Resolved photon processes in DIS and small x dynamics
H. Jung, L. Joensson, H. Kuester
TL;DR
The paper investigates forward jets and other small-x observables in DIS, where conventional LO/DGLAP and NLO QCD fail to describe data. By incorporating virtual resolved photon processes within the RAPGAP framework and exploring two DGLAP ladders toward the proton and photon, the authors show that resolved photons can reproduce HERA data across multiple observables. They find that the dominant resolved contribution arises from q_γ g_p → q g, and that the approach can mimic certain BFKL-like effects without invoking new dynamics.
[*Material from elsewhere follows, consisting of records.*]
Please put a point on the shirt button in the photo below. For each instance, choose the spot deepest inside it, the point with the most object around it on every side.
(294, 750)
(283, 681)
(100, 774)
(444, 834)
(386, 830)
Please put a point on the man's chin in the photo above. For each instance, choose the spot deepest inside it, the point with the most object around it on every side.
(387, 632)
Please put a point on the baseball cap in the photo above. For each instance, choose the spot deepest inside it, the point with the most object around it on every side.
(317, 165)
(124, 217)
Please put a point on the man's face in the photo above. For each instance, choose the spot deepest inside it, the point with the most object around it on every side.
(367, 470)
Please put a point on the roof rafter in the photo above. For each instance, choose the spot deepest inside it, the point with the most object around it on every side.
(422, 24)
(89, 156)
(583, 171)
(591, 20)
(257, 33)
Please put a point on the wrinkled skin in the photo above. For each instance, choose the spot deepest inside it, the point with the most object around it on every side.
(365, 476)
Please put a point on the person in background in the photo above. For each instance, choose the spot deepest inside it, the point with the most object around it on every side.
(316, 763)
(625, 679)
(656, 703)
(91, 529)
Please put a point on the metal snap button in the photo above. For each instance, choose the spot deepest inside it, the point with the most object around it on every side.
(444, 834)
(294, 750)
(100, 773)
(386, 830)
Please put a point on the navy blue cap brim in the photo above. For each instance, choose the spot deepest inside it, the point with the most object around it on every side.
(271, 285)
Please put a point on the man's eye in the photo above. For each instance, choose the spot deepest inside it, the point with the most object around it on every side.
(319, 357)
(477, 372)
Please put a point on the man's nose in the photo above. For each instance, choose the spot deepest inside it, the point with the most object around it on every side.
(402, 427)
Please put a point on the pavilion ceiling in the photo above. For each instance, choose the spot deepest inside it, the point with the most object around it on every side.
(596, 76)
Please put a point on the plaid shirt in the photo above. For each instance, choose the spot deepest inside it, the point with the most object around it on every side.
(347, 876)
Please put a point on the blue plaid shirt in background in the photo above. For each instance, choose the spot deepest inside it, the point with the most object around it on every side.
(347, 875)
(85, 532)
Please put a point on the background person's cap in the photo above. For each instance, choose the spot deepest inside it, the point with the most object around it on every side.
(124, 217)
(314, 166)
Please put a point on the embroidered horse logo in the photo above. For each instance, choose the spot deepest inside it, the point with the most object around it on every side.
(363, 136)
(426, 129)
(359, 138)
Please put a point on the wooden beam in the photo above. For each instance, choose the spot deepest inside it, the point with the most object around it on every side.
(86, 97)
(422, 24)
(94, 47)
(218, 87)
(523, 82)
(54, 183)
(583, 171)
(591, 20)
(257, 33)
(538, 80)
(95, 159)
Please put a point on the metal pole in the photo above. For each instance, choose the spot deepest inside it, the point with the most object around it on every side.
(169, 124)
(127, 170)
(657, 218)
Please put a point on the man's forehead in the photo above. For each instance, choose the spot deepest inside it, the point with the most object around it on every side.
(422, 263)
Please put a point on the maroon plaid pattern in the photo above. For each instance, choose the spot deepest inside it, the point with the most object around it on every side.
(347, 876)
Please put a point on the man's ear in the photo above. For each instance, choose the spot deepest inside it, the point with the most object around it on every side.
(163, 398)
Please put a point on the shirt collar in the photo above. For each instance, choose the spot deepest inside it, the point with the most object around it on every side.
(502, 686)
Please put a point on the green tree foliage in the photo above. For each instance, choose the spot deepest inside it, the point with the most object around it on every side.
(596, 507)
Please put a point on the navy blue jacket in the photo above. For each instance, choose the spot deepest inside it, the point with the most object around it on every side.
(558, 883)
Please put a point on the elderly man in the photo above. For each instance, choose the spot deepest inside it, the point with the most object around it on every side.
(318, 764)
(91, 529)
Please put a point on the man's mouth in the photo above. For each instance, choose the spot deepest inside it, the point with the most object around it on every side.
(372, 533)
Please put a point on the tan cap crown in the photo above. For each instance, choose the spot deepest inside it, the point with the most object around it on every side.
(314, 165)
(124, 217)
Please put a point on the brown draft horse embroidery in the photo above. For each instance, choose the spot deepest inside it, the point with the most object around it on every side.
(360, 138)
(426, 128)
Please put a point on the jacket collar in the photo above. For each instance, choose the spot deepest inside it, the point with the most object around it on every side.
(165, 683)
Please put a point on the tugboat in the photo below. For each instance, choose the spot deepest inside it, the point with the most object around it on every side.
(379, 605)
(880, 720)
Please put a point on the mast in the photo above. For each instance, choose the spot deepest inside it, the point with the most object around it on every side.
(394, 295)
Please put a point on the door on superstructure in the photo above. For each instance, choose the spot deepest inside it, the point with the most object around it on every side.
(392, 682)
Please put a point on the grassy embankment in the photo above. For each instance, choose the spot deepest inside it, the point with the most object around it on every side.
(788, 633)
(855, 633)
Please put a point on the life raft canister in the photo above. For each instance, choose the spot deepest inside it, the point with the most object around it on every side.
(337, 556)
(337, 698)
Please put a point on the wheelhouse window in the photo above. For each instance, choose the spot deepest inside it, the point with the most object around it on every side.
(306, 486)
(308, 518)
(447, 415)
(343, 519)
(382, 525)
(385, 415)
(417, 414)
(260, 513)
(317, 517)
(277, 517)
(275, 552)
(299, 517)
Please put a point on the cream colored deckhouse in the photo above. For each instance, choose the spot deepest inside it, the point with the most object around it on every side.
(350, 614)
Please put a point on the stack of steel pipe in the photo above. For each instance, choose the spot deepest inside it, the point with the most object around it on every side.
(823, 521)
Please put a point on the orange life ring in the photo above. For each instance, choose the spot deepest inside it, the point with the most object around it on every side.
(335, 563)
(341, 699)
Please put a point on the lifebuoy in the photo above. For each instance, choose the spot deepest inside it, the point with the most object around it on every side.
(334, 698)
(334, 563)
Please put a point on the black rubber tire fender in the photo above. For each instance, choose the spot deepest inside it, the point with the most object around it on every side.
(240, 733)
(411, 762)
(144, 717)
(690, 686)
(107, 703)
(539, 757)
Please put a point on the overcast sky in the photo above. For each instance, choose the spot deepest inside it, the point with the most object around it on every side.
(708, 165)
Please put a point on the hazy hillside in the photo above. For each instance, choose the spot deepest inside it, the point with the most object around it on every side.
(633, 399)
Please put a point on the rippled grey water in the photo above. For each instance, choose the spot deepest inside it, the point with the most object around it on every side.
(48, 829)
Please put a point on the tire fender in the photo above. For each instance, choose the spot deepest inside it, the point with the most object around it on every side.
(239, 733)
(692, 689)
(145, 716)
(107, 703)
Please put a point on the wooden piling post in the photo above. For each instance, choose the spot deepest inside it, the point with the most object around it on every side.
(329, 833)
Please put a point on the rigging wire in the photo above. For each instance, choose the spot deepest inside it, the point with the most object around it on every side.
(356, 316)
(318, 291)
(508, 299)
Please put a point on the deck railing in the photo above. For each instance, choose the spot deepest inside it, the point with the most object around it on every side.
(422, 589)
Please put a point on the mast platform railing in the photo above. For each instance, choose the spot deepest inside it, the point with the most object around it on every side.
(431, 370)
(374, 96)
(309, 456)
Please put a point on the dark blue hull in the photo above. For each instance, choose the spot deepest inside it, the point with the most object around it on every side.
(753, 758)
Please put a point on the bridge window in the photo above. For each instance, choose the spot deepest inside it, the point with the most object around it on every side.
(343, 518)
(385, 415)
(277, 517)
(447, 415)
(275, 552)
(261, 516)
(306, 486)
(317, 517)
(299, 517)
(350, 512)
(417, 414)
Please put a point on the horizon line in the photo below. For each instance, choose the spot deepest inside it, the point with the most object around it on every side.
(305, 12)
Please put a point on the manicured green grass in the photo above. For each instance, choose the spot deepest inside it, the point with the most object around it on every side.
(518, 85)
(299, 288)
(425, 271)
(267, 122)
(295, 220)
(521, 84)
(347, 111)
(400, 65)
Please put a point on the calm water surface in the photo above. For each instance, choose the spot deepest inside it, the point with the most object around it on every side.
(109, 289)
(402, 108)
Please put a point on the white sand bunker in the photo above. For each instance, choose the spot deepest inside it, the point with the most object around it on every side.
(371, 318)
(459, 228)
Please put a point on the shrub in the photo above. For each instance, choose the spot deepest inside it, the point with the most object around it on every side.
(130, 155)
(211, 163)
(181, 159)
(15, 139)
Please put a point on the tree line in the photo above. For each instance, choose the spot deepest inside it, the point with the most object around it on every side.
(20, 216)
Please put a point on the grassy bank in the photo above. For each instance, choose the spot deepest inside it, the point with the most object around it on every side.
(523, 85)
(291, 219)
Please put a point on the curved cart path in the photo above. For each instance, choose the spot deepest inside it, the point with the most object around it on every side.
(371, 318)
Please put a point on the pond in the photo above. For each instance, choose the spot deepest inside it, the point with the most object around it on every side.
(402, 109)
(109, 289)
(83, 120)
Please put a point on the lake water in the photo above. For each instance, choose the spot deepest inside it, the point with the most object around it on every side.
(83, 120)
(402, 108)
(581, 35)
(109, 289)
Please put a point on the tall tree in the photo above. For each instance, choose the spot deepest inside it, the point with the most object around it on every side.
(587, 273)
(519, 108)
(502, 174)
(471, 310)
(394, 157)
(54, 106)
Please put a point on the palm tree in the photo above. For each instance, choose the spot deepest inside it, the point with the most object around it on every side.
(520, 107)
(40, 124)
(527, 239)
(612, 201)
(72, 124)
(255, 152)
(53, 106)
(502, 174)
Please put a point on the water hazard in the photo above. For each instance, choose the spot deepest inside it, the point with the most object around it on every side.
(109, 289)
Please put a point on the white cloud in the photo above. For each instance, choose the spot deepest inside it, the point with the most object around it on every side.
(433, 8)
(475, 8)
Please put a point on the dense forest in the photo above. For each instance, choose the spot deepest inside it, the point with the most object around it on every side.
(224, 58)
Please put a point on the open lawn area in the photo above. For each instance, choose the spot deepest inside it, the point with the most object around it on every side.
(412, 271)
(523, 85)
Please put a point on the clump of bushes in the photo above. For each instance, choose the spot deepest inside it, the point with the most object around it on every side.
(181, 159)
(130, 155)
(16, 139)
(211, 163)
The work suggests resolved photon dynamics as a plausible alternative explanation to BFKL dynamics for small-x phenomena, while acknowledging that distinguishing between these mechanisms remains challenging and that NLO effects already cover part of the resolved-photon behavior.
Abstract
It has been found that recent results on forward jet production from deep inelastic scattering can neither be reproduced by models which are based on leading order alpha_s QCD matrix elements and parton showers nor by next-to-leading order calculations. The measurement of forward jet cross sections has been suggested as a promising probe of new small x dynamics and the question is whether these data provide an indication of this. The same question arises for other experimental data in deep inelastic scattering at small x which can not be described by conventional models for deep inelastic scattering. In this paper the influence of resolved photon processes has been investigated and it has been studied to what extent such processes are able to reproduce the data. It is shown that two DGLAP evolution chains from the hard scattering process towards the proton and the photon, respectively, are sufficient to describe effects, observed in the HERA data, which have been attributed to BFKL dynamics.